Shots were fired yesterday along the heavily armed no man's land separating the divided Koreas as regional tensions mounted in anticipation of communist North Korea carrying out its first atomic bomb test.
North Korea's neighbors applauded a UN Security Council statement warning the country not to carry out the test, an unprecedented event that some predict could happen as early as today.
South Korea backed the statement and Japan said it would seek punitive measures if Pyongyang does not comply.
On the frontier between North and South Korea, South Korean soldiers fired warning shots after five North Korean soldiers crossed a boundary in the Demilitar-ized Zone separating the countries' forces, South Korean military officials said.
It was unclear whether the North Korean advance -- which happened shortly before noon -- was intended as a provocation, an official at South Korea's Joint Chiefs of Staff said on condition of anonymity, citing official policy.

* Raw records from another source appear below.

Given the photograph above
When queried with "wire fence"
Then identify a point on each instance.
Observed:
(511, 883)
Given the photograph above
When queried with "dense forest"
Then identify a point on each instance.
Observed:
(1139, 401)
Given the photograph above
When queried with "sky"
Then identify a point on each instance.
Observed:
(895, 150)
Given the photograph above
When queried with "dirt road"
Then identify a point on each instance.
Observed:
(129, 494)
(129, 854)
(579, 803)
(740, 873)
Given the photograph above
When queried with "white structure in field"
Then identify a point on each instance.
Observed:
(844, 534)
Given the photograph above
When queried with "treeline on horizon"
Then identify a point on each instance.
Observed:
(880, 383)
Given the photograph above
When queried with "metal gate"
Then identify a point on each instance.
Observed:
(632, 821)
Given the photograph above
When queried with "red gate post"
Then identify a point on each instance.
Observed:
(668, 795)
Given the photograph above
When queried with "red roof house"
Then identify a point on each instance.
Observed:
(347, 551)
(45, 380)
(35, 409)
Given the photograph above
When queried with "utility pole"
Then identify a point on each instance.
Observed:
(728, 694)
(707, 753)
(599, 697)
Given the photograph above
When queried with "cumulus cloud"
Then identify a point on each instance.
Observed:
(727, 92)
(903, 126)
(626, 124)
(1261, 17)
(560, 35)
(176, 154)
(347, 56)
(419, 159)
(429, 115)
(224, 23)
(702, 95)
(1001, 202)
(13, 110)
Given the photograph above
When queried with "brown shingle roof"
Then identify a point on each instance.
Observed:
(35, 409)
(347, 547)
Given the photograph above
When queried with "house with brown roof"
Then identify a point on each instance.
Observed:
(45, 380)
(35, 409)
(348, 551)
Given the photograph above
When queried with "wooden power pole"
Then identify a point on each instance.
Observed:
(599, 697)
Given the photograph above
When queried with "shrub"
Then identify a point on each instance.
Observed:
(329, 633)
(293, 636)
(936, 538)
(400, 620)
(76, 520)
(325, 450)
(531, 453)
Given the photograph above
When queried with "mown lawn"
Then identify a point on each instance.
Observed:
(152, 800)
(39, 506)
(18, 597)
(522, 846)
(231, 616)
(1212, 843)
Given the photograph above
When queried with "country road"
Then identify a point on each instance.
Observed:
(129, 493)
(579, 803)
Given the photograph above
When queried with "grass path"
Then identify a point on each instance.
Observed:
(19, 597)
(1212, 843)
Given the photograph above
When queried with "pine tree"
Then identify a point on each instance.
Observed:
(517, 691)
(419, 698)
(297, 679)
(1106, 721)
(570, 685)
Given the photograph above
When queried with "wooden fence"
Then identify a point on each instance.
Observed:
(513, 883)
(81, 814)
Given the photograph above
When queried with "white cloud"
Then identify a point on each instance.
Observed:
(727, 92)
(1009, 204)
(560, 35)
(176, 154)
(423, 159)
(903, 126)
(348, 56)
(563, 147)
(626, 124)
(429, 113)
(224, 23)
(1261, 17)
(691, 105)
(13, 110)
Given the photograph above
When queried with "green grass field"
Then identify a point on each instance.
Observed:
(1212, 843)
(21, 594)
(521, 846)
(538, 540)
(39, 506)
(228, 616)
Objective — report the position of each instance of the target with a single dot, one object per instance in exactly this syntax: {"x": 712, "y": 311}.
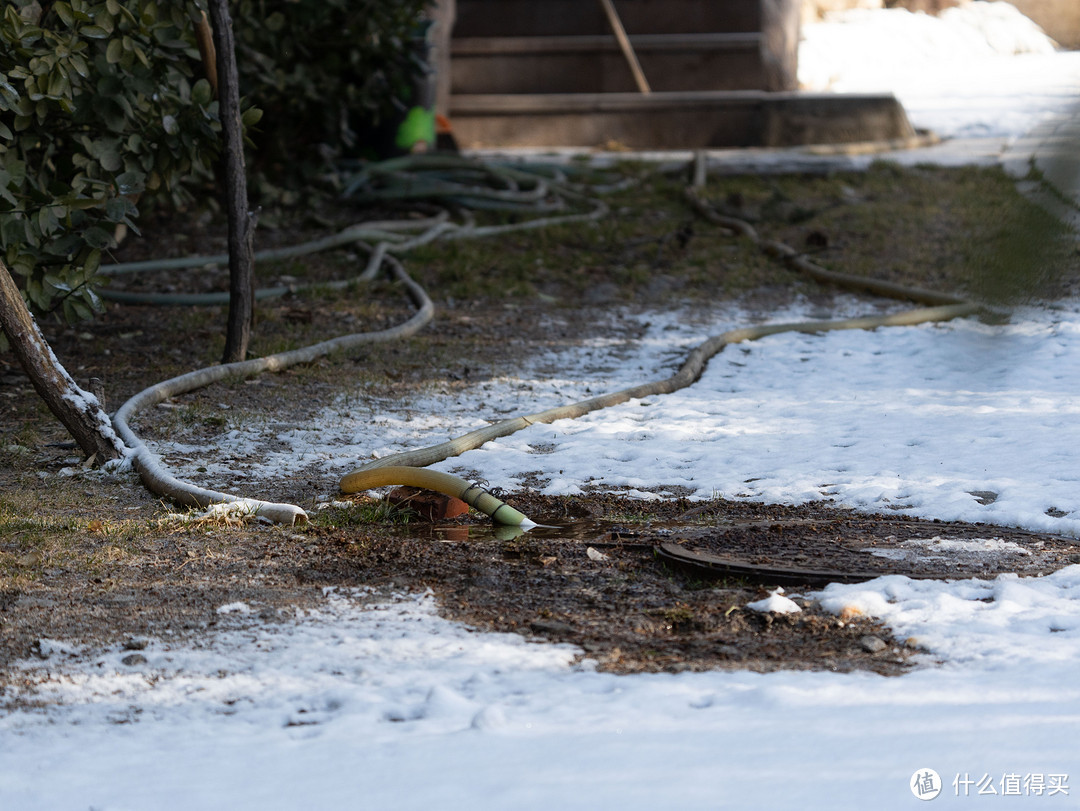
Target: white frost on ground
{"x": 393, "y": 707}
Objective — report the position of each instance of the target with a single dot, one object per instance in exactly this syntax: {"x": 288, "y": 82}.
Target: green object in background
{"x": 418, "y": 127}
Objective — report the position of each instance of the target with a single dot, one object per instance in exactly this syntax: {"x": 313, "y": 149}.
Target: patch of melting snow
{"x": 950, "y": 549}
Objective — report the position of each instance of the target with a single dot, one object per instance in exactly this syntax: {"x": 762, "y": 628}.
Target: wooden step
{"x": 594, "y": 64}
{"x": 684, "y": 120}
{"x": 568, "y": 17}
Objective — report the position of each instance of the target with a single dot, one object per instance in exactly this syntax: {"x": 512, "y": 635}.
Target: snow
{"x": 374, "y": 701}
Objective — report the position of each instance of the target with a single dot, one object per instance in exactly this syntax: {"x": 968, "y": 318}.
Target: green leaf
{"x": 201, "y": 93}
{"x": 64, "y": 12}
{"x": 251, "y": 117}
{"x": 115, "y": 52}
{"x": 131, "y": 183}
{"x": 97, "y": 237}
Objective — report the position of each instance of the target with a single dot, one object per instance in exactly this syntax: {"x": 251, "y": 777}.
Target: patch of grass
{"x": 363, "y": 513}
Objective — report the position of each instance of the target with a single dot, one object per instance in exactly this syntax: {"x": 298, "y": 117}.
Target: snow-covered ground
{"x": 392, "y": 707}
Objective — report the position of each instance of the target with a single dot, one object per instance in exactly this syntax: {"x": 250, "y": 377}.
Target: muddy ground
{"x": 93, "y": 557}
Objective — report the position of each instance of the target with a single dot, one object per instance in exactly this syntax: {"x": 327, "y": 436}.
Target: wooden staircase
{"x": 723, "y": 73}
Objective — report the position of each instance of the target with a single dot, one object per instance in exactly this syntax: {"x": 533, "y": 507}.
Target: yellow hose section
{"x": 473, "y": 495}
{"x": 941, "y": 307}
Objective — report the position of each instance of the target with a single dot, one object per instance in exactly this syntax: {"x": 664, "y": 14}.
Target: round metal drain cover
{"x": 862, "y": 548}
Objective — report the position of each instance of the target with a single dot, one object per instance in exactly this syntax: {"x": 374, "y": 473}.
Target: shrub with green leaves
{"x": 103, "y": 112}
{"x": 322, "y": 70}
{"x": 100, "y": 111}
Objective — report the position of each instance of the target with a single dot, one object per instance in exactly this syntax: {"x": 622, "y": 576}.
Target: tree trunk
{"x": 79, "y": 410}
{"x": 241, "y": 220}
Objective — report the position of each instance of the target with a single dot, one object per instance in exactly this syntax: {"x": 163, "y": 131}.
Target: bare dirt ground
{"x": 94, "y": 557}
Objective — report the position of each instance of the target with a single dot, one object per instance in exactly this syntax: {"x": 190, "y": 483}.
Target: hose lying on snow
{"x": 521, "y": 191}
{"x": 404, "y": 469}
{"x": 945, "y": 308}
{"x": 160, "y": 482}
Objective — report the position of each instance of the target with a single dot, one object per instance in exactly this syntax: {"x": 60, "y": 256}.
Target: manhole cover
{"x": 854, "y": 549}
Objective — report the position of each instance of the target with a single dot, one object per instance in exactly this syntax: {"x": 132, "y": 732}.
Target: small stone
{"x": 550, "y": 626}
{"x": 872, "y": 644}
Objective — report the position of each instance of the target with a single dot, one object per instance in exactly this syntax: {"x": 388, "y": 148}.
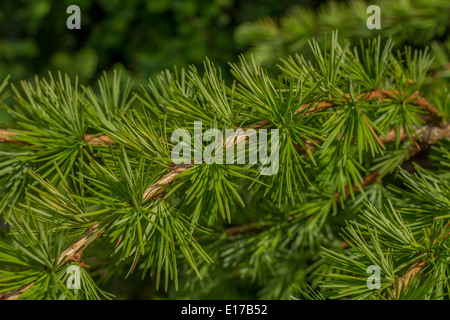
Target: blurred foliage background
{"x": 143, "y": 37}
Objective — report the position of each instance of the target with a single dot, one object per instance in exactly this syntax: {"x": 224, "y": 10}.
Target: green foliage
{"x": 138, "y": 35}
{"x": 96, "y": 163}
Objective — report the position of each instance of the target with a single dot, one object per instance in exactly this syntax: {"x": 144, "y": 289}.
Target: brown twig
{"x": 156, "y": 188}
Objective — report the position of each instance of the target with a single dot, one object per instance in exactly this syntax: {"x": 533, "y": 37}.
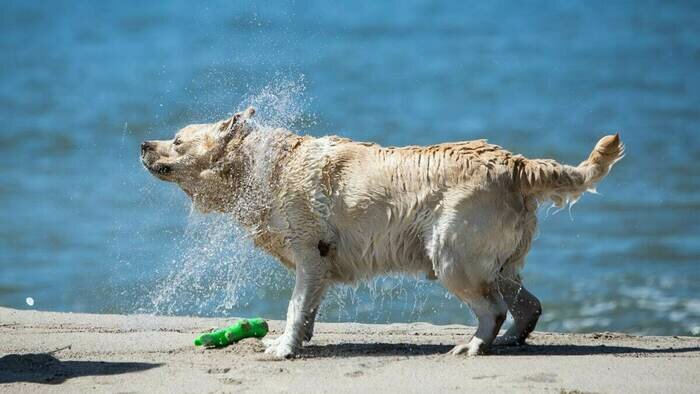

No one was hurt, and the North Koreans retreated.
"It's not clear whether it was intentional or whether it was to catch fish," he said, adding that four North Koreans were unarmed and the fifth carried a rifle.
They advanced about 30m past the Military Demarcation Line separating the two armies before retreating after South Korean forces fired about 40 warning shots, the official said.
The UN Security Council statement, adopted on Friday, urged North Korea to halt the threatened nuclear test and return immediately to talks on scrapping its nuclear weapons program, warning of unspecified consequences.
South Korea's Foreign Ministry said it supported the appeal and urged its isolated neighbor to return to long-stalled, six- nation talks on ending its nuclear weapons program.
"North Korea must clearly recognize that a nuclear test would not help the North itself in any way," a ministry statement said.
"North Korea should be held responsible for any consequences that could be caused by a test," it added.
South Korea's nuclear envoy said he would visit Beijing tomorrow for two days of talks about the nuclear test, while Japan's Foreign Ministry said such a test posed "a grave threat to the peace and security of northeast Asia and the world."
"If North Korea conducts a nuclear weapons test despite the concerns expressed by international society, the Security Council must adopt a resolution outlining severely punitive meas-ures," the ministry said.
Japan plans to step up economic sanctions against North Korea, tighten trade restrictions and freeze additional North Korea-linked bank accounts if a test were carried out, Japan's Nihon Keizai Shimbun reported.
The council statement adopted unanimously on Friday expressed "deep concern" over North Korea's announcement on Tuesday that it planned a test in a move that would confirm its boasts that it is a nuclear power.
The warning was read at a formal meeting by the Council president, Ambassador Kenzo Oshima of Japan, who indicated that North Korea could face sanctions or possible military action if it detonates a nuclear device.